Re: [PATCH v2 5/5] soundwire: bus: Don't exit early if no device IDs were programmed

Pierre-Louis Bossart <pierre-louis.bossart@xxxxxxxxxxxxxxx> · Mon, 12 Sep 2022 19:09:00 +0200

On 9/12/22 14:25, Richard Fitzgerald wrote:
> On 12/09/2022 12:43, Pierre-Louis Bossart wrote:
>>
>>
>> On 9/7/22 10:52, Richard Fitzgerald wrote:
>>> Only exit sdw_handle_slave_status() right after calling
>>> sdw_program_device_num() if it actually programmed an ID into at
>>> least one device.
>>>
>>> sdw_handle_slave_status() should protect itself against phantom
>>> device #0 ATTACHED indications. In that case there is no actual
>>> device still on #0. The early exit relies on there being a status
>>> change to ATTACHED on the reprogrammed device to trigger another
>>> call to sdw_handle_slave_status() which will then handle the status
>>> of all peripherals. If no device was actually programmed with an
>>> ID there won't be a new ATTACHED indication.

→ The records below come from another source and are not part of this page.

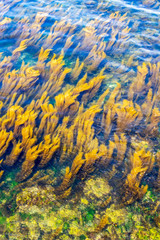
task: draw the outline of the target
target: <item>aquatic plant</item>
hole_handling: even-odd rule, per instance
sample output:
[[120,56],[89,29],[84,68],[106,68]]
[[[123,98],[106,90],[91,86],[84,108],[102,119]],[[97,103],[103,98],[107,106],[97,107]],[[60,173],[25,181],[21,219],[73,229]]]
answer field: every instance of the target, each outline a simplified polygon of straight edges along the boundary
[[[96,9],[105,12],[108,5],[100,2]],[[154,187],[159,189],[160,156],[155,138],[160,123],[160,62],[156,58],[138,63],[136,53],[127,56],[122,61],[126,69],[116,68],[114,87],[107,85],[113,77],[110,59],[124,53],[129,44],[132,23],[127,13],[112,12],[105,20],[95,18],[84,26],[82,20],[70,20],[69,11],[61,6],[19,21],[5,17],[9,7],[9,3],[3,5],[0,19],[1,39],[10,24],[16,23],[10,30],[14,44],[8,48],[9,54],[0,54],[0,179],[3,187],[8,172],[16,169],[16,189],[23,189],[16,198],[19,209],[21,204],[63,201],[77,194],[82,183],[82,205],[88,205],[91,198],[104,211],[114,201],[114,191],[122,205],[131,205],[146,194],[153,172]],[[63,19],[54,20],[46,36],[42,30],[47,18],[59,14]],[[32,61],[27,61],[25,54],[31,48]],[[123,75],[121,83],[118,74]],[[42,169],[51,166],[60,172],[55,181],[48,175],[41,177]],[[90,179],[101,170],[106,181],[99,179],[99,187],[106,186],[101,188],[102,196]],[[93,214],[83,217],[84,222],[94,221]],[[107,226],[112,232],[113,224],[103,212],[90,232],[98,234]],[[56,222],[52,237],[67,226],[62,220]],[[76,231],[78,237],[85,236],[76,221],[68,229],[70,235]]]

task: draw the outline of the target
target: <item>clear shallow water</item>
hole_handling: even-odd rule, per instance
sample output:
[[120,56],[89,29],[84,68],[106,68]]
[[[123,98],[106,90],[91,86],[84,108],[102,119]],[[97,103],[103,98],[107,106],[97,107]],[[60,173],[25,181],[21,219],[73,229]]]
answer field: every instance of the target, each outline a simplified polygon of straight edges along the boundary
[[0,238],[159,239],[160,2],[0,10]]

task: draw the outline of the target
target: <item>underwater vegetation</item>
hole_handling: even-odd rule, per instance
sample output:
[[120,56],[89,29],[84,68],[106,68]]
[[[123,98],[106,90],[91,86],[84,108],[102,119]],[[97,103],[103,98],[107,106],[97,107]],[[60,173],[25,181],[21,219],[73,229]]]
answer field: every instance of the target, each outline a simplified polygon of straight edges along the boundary
[[0,3],[2,239],[159,239],[159,55],[130,54],[139,23],[108,1],[86,24],[18,3]]

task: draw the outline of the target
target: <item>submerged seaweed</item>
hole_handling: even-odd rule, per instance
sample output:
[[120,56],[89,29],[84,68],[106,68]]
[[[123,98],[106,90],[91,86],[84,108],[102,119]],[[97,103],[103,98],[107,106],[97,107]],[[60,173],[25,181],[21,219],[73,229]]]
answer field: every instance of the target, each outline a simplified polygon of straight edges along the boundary
[[108,1],[7,17],[18,2],[1,4],[1,238],[159,239],[158,54],[131,51],[139,23]]

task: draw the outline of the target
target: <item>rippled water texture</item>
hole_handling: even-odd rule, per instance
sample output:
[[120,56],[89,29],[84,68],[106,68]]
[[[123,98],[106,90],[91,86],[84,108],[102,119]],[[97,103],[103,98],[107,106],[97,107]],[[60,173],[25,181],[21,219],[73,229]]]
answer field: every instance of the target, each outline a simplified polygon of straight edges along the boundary
[[160,239],[160,1],[0,1],[0,240]]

This can lead to the
>>> status of other peripherals not being handled.
>>>
>>> The status passed to sdw_handle_slave_status() is obviously always
>>> from a point of time in the past, and may indicate accumulated
>>> unhandled events (depending how the bus manager operates). It's
>>> possible that a device ID is reprogrammed but the last PING status
>>> captured state just before that, when it was still reporting on
>>> ID #0. Then sdw_handle_slave_status() is called with this PING info,
>>> just before a new PING status is available showing it now on its new
>>> ID. So sdw_handle_slave_status() will receive a phantom report of a
>>> device on #0, but it will not find one.
>>>
>>> Signed-off-by: Richard Fitzgerald <rf@xxxxxxxxxxxxxxxxxxxxx>
>>> ---
>>>   drivers/soundwire/bus.c | 27 +++++++++++++++------------
>>>   1 file changed, 15 insertions(+), 12 deletions(-)
>>>
>>> diff --git a/drivers/soundwire/bus.c b/drivers/soundwire/bus.c
>>> index 6e569a875a9b..0bcc2d161eb9 100644
>>> --- a/drivers/soundwire/bus.c
>>> +++ b/drivers/soundwire/bus.c
>>> @@ -736,20 +736,19 @@ static int sdw_program_device_num(struct
>>> sdw_bus *bus)
>>>       struct sdw_slave_id id;
>>>       struct sdw_msg msg;
>>>       bool found;
>>> -    int count = 0, ret;
>>> +    int count = 0, num_programmed = 0, ret;
>>>       u64 addr;
>>>         /* No Slave, so use raw xfer api */
>>>       ret = sdw_fill_msg(&msg, NULL, SDW_SCP_DEVID_0,
>>>                  SDW_NUM_DEV_ID_REGISTERS, 0, SDW_MSG_FLAG_READ, buf);
>>>       if (ret < 0)
>>> -        return ret;
>>> +        return 0;
>>
>> this doesn't seem quite right to me, there are multiple -EINVAL cases
>> handled in sdw_fill_msg().
>>
>> I didn't check if all these error cases are irrelevant in that specific
>> enumeration case, if that was the case maybe we need to break that
>> function in two helpers so that all the checks can be skipped.
>>
> 
> I don't think that there's anything useful that
> sdw_modify_slave_status() could do to recover from an error.
> 
> If any device IDs were programmed then, according to the statement in
> sdw_modify_slave_status()
> 
>     * programming a device number will have side effects,
>     * so we deal with other devices at a later time
> 
> if this is true, then we need to exit to deal with what _was_
> programmed, even if one of them failed.
> 
> If nothing was programmed, and there was an error, we can't bail out of
> sdw_modify_slave_status(). We have status for other devices which
> we can't simply ignore.
> 
> Ultimately I can't see how pushing the error code up is useful.
> sdw_modify_slave_status() can't really do any effective recovery action,
> and the original behavior of giving up and returning means that
> an error in programming dev ID potentially causes collateral damage to
> the status of other peripherals.

I was suggesting something like

void sdw_fill_msg_data(...)
{
  copy data in the msg structure
}

int sdw_fill_msg(...)
{
    sdw_fill_msg_data();
    handle_error_cases
}

and in sdw sdw_program_device_num() we call directly sdw_fill_msg_data()

So no change in functionality beyond explicit skip of error checks that
are not relevant and cannot be handled even if they were.